Print’s not dead; sf magazines are

Switching from the War for South Ossetia to a slightly less depressing subject, here’s Warren Ellis on the slow death of the science fiction magazine:

Don’t be daft. Of course print isn’t dead. I make a reasonable living off it. Over in the world of words-and-pictures, I can write 44 pages that do little more than fetishise the English longbow and make a profit. The peculiarities of distributing comics through a firm-sale system — one that is actually open to sf magazines, too, though I don’t doubt the process is difficult for them — have kept the Anglophone medium alive in all its weird breadth for almost thirty years now. Additional distribution systems are of course required, because that market is dependent on new stories opening faster than old stores die, and that’s not a trick that’s yet been pulled off to anyone’s satisfaction. And, you know, I could list a dozen other things wrong with it. And have. But when everyone else is muttering that Print Is Dead, comics continues to quietly move millions of units a month. Last month, I wrote a comic that did in excess of 100,000 copies on firm sale.

[…]

All of which is to say: when I run the sf magazine figures, I’m not saying that Print Is Dead. I’m not even saying that No-One Wants Short Fiction. I’m saying, I’m afraid, that something is wrong with those magazines. Not even, necessarily, with the content. That’s entirely subjective. The objective view seems to me to be inescapable: the packaging and marketing just isn’t working. And I think it’s
probably too late for them now.

I know why the magazines are dying: because they’re incredibly dull and have been for decades while they have ceased to be the centre of the genre for even longer. I’ve been reading science fiction since I could read, at first throught the local library and later the local second hand bookshop and even the specialised science fiction bookshop, but it was books I read, not magazines. There were no sf magazines
were I grew up, just science fiction books talking about them in awe so imagine my disappointment when I got my hands on my first ever sf magazine and it was this dull, grey, tiny wodge of newsprint. There was no need for the stories to be crap, as the magazine itself had already turned me off, looking like nothing so much as some granny orientated low rent Reader’s Digest clone.

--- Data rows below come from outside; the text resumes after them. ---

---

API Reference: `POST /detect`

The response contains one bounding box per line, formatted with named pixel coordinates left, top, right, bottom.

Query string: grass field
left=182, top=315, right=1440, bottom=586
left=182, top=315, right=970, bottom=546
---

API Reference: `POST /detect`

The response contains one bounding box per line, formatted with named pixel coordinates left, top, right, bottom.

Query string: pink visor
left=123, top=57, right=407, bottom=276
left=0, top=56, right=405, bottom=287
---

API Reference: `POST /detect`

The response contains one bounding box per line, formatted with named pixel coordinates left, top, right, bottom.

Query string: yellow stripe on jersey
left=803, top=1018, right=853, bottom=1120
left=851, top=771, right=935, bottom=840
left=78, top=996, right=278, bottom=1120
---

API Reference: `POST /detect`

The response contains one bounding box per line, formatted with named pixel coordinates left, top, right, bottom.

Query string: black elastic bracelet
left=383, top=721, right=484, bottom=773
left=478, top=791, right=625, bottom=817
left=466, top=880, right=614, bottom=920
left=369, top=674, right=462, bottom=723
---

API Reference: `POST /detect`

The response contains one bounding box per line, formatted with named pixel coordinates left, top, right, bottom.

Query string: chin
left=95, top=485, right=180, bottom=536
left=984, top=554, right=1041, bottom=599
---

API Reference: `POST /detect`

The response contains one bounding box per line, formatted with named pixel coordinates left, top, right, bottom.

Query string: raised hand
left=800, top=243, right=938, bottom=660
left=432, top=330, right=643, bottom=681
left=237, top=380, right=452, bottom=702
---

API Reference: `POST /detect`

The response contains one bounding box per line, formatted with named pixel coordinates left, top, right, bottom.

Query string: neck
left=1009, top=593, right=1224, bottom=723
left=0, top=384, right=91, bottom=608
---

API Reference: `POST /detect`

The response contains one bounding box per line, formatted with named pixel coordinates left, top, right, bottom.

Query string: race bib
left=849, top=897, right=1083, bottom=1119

To be honest, in my occasional samplings of the socalled big three science fiction magazines, — Analog, The Magazine of Science Fiction and Asimov — I’ve never been particularly impressed by the quality of either the stories or the editorial content. To read the best short story science fiction you don’t need the magazines, you just need to read one or more of the various Year’s Best Science Fiction anthologies. If these magazines die, I won’t mourn them.